L’Hôpital Laquintinie et la Fondation Cœur et Vie traquent le « Tueur Silencieux »
Face aux ravages croissants de l’hypertension artérielle au sein des ménages camerounais, la Fondation Cœur et Vie, en synergie avec l’Hôpital Laquintinie de Douala, a déployé une grande campagne de sensibilisation baptisée « Je connais ma tension ». Lancé officiellement le vendredi 22 mai 2026, ce programme vise à briser le cycle de l’ignorance et à encourager massivement l’auto-dépistage.

« Ensemble, faisons reculer l’hypertension au Cameroun. » C’est sous ce crédo mobilisateur et urgent que le programme national de sensibilisation a pris ses quartiers le vendredi 22 mai 2026 au sein de l’Hôpital Laquintinie de Douala. Initiée par la Fondation Cœur et Vie, cette campagne d’envergure se donne pour mission principale de stopper net la propagation de l’hypertension artérielle (HTA), une pathologie sournoise qui continue de décimer des familles entières dans l’anonymat le plus total.
Qualifiée à juste titre de « tueur silencieux », l’hypertension artérielle se caractérise par une absence quasi totale de signaux d’alerte à ses débuts. Des milliers de Camerounais vivent ainsi pendant des années avec des chiffres tensionnels anormalement élevés, sans ressentir le moindre malaise, jusqu’au jour où le drame survient.

Le défi de l’auto-dépistage spontané
Au Cameroun, la situation épidémiologique est alarmante : une personne sur trois souffre aujourd’hui d’hypertension artérielle. Cette statistique place la maladie comme l’une des toutes premières causes de mortalité cardiovasculaire à l’échelle mondiale.

Pour les organisateurs de la campagne, l’heure n’est plus à l’attente passive mais à l’action préventive. L’objectif de « Je connais ma tension » est précisément de susciter une prise de conscience collective afin d’inciter les populations à se faire dépister de façon spontanée, sans attendre d’être malades, ou à se rendre régulièrement à l’hôpital pour un contrôle rigoureux. Relever le défi du dépistage précoce constitue le seul levier efficace pour inverser la tendance.
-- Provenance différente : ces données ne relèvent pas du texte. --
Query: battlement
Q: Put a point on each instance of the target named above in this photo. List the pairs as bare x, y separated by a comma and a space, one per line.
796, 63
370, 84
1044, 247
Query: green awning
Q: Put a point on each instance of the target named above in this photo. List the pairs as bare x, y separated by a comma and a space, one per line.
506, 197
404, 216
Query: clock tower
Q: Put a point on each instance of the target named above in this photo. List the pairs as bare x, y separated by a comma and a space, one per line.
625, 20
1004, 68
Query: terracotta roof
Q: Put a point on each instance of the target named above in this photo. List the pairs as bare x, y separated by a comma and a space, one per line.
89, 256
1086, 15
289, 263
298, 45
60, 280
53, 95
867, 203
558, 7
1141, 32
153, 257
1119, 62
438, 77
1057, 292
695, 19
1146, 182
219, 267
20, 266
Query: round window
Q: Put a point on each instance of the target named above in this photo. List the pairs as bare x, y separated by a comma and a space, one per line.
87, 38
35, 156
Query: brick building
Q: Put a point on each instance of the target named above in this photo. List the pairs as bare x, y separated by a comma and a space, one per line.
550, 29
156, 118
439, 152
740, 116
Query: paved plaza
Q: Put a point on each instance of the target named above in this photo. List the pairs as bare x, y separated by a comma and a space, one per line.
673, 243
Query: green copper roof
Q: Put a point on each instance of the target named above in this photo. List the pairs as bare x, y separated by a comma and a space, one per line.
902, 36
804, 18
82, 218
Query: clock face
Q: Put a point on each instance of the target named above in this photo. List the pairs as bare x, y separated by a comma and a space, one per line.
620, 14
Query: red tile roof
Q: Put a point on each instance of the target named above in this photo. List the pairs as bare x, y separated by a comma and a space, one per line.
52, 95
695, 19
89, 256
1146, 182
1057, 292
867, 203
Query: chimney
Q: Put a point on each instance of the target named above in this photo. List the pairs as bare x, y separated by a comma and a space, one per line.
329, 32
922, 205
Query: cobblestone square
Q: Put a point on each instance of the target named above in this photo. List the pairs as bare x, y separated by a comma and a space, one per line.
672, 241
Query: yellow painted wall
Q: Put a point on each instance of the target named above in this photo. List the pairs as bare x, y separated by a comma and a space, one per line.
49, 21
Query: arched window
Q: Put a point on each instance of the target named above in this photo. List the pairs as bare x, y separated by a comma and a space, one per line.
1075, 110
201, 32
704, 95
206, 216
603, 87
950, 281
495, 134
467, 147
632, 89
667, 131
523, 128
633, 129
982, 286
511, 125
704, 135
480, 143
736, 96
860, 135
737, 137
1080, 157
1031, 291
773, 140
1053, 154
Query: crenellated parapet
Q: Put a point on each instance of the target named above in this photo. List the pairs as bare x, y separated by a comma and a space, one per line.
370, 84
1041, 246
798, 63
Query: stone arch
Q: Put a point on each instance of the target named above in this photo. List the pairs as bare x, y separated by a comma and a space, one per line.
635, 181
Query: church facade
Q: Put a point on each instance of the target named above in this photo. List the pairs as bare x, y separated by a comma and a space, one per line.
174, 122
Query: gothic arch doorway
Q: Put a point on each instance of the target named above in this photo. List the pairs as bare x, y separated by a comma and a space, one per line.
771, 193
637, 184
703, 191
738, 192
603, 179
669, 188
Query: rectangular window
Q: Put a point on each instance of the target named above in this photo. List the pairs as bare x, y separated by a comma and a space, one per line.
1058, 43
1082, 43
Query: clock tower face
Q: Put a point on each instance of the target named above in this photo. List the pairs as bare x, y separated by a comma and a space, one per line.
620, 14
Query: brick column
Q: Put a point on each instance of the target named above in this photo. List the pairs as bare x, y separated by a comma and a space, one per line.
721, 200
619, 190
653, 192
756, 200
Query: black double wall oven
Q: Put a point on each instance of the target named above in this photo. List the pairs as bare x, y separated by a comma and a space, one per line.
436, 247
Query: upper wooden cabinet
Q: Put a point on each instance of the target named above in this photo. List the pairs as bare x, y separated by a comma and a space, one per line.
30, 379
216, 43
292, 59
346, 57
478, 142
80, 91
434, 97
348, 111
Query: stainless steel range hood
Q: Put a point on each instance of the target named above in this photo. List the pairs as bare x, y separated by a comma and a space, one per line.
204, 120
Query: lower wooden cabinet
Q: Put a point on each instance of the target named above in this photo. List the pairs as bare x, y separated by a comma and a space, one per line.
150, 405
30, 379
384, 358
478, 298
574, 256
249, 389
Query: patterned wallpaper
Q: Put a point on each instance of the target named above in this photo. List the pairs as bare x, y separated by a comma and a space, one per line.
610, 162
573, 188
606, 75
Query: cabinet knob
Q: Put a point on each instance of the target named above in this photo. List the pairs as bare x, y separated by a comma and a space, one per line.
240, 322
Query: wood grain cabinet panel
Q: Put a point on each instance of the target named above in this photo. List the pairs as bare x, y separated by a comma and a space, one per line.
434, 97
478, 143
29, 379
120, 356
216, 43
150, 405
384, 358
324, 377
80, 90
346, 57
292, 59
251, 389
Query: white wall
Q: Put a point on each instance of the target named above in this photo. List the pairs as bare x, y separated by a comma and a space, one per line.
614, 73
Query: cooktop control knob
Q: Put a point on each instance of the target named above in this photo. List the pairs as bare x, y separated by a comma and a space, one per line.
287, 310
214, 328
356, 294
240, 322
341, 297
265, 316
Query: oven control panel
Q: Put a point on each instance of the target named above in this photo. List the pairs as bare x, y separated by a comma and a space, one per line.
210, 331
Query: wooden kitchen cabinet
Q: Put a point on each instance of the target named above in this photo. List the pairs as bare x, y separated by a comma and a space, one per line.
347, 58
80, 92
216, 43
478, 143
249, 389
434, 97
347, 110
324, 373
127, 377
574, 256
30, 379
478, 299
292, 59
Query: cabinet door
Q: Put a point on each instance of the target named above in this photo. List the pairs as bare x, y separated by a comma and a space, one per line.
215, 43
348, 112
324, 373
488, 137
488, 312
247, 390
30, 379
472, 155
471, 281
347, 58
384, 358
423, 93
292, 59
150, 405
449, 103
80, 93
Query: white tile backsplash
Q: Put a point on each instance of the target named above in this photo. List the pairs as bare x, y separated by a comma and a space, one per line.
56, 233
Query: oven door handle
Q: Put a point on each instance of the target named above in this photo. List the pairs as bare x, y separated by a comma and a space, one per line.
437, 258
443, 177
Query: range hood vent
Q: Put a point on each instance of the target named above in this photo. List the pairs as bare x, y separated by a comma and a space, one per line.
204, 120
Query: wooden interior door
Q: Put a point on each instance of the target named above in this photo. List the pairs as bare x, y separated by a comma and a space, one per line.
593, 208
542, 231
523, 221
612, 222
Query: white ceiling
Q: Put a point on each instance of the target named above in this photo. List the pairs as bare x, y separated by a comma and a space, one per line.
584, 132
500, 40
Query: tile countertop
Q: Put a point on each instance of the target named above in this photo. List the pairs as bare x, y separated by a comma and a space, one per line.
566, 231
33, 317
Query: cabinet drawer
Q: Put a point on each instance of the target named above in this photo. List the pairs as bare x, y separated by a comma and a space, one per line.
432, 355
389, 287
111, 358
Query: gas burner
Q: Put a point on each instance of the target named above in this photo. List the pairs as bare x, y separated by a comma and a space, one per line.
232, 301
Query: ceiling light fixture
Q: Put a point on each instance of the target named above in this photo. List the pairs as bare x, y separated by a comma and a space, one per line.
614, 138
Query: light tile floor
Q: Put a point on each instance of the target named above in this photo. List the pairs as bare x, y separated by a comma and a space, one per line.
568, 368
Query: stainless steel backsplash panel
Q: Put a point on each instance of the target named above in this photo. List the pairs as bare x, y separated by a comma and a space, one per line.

Stress et hérédité : Des facteurs de risques majeurs
Présent lors du lancement officiel de la campagne, le Dr Armel Florent Djomou a tenu à clarifier les mécanismes qui favorisent l’apparition de cette pathologie. Les facteurs de risques se multiplient dans notre société moderne, et certains sont intimement liés à notre environnement psychologique et biologique. « Plusieurs facteurs peuvent favoriser l’hypertension artérielle, mais figurez-vous qu’aujourd’hui, même être exposé à un stress permanent peut particulièrement participer à la provocation de l’hypertension artérielle. De même, avoir un parent qui a été hypertendu vous prédispose fortement à le devenir à votre tour », a averti le Dr Armel Florent Djomou. Face à ces menaces grandissantes, les professionnels de la santé se sont mobilisés en nombre à l’Hôpital Laquintinie pour encadrer, orienter et éduquer les usagers sur les mesures de prévention (réduction de la consommation de sel, pratique d’une activité physique régulière et gestion du stress).
Quand les symptômes arrivent, il est souvent trop tard
Le cri d’alarme du Dr Armel Florent Djomou est sans équivoque : attendre l’apparition des premiers symptômes est une erreur qui s’avère fréquemment fatale. De nombreux patients ne découvrent leur état que lorsqu’ils subissent de lourdes complications, telles qu’une paralysie soudaine ou un Accident Vasculaire Cérébral (AVC).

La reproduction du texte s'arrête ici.